The increased drug levels seen in 3 of our patients immediately after cardiac operation did not seem to be a significant problem because the elevation was transient. The change in drug levels was a problem only on the first day after operation, and we believe that obtaining daily levels is not necessary after the early postoperative period. The drug levels probably should be checked twice during the first postoperative week. If absorption of the drugs from the enteral route becomes unpredictable, the change to intravenous cyclosporine or tacrolimus, steroids, or azathioprine may require the involvement of experts in their use. Daily liver function tests also are not warranted in the liver transplant recipient if the laboratory values are normal on the day after cardiac operation, unless clinically indicated.

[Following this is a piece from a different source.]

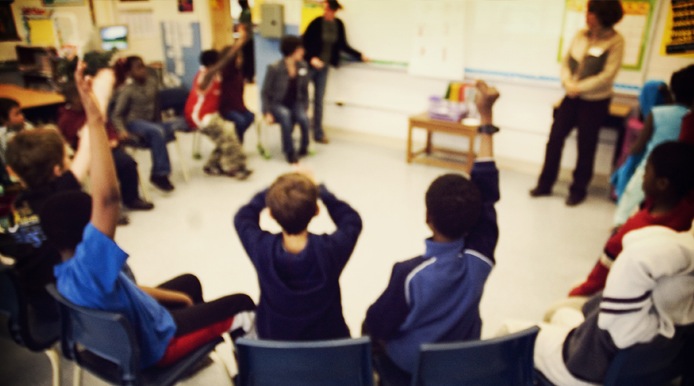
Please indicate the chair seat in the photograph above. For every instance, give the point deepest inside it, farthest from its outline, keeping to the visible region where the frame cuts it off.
(154, 375)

The choice of a replacement cardiac valve is difficult in liver transplant recipients. Bioprosthetic valves have the advantage of not requiring anticoagulation therapy in this patient population, in whom multiple liver biopsies may be required. The use of tissue valves has to be tempered by the fact that the patients tend to be young and are likely to live a long time in view of improving survival rates. Degeneration of these tissue valves would be accelerated by renal failure. Mechanical valves provide durability but are limited by their requirement for lifelong anticoagulation therapy, which would be a concern at the time of liver biopsy. With 1 in 4 of our liver transplant recipients undergoing other surgical procedures, the use of a mechanical prosthesis with lifelong anticoagulation therapy warrants careful consideration. The choice of a prosthesis has to be made after extensive discussion with the patient. Valve repair obviously is ideal when feasible. Homograft valves are the next best choice because they do not require anticoagulation therapy and have increased resistance to infection [11].
In summary, cardiac operation can be undertaken safely in the liver transplant recipient with minimal morbidity. Although it is important that the immunosuppression regimen be continued, stress-dose steroids are not necessary; this may reduce the incidence of complications while avoiding liver rejection. Liver dysfunction usually is a transient occurrence, but renal failure can be a significant problem because of its common coexistence. The benefits of cardiac operation for the liver transplant recipient in the intermediate term appear to be satisfactory. Cardiac operations in liver transplant recipients should be undertaken with healthy respect but not with fear [2].